State legislators say they are discussing the gas stove ban because supporters claim it would reduce emissions and combat what they call man-made climate change.
"30% of state greenhouse gas emissions come from buildings," the governor's office told Politico earlier this year.
Legislators in both houses want to ban gas stoves in new construction through a series of phases. For example, a ban would go into effect in new smaller buildings in 2025. For new buildings with seven or more stories, the ban would start in 2026. A ban on gas stoves in industrial and commercial properties would begin in 2029.
But as Jeff Stier, a New Yorker with the Consumer Choice Center, points out, gas is a mainstay of cooking in The Big Apple, much like in the rest of the country.
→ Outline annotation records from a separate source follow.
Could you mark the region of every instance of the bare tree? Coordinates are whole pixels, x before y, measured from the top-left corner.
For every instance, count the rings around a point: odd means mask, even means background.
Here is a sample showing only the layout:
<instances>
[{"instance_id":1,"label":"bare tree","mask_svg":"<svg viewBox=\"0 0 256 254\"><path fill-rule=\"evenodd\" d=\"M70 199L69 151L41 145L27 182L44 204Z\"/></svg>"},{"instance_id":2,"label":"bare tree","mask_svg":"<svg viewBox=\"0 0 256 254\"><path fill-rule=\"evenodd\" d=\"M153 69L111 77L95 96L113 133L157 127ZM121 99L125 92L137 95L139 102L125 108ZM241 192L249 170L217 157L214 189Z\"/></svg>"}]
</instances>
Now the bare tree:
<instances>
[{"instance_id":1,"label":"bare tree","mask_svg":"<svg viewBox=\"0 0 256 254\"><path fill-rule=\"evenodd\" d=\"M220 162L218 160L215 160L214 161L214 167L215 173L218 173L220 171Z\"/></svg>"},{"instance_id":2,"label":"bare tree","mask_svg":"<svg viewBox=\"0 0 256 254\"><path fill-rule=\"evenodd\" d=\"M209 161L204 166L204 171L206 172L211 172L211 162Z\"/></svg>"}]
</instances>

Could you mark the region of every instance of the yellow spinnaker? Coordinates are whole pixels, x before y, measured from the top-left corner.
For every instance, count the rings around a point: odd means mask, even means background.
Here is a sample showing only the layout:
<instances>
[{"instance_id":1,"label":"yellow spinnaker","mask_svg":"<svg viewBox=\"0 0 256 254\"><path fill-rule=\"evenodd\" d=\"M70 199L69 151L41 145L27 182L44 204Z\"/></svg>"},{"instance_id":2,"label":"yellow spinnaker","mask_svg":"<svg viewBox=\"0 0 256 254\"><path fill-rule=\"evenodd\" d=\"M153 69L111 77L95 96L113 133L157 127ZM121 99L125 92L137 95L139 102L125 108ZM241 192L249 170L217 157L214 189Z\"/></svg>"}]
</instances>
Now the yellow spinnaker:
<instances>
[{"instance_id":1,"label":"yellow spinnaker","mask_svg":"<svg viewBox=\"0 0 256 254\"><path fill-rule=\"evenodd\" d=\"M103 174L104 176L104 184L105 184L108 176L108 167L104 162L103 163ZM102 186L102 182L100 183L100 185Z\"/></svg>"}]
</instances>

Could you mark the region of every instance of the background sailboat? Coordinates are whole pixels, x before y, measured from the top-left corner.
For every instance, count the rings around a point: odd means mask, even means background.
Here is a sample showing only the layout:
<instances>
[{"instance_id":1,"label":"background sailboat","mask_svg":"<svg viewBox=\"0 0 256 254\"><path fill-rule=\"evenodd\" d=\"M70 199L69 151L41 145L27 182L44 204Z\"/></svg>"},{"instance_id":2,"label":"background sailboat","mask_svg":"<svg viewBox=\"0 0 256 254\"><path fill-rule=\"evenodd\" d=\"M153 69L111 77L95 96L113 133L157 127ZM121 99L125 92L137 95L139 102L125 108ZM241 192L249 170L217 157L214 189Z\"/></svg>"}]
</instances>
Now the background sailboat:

"It is safe, and it's an efficient way to cook your food," he states.
Stier, whose work experience includes time in Rudy Giuliani's administration in New York City, says he used to get into discussions with people about climate change and the reforms they thought were needed.
"I remember perhaps exaggerating a bit and saying, 'Next thing you know, you're not going to let us cook our food using gas,'" Stier recalls. "I could never have imagined that the day has come where it's actually a proposal that is advancing in the extreme New York, but also in the other states."
California is another state considering the idea.
Meanwhile, Stier notes that New York is not immune to electricity problems during and after big storms. So if the state replaces gas stoves with electric ones, then it is asking for trouble.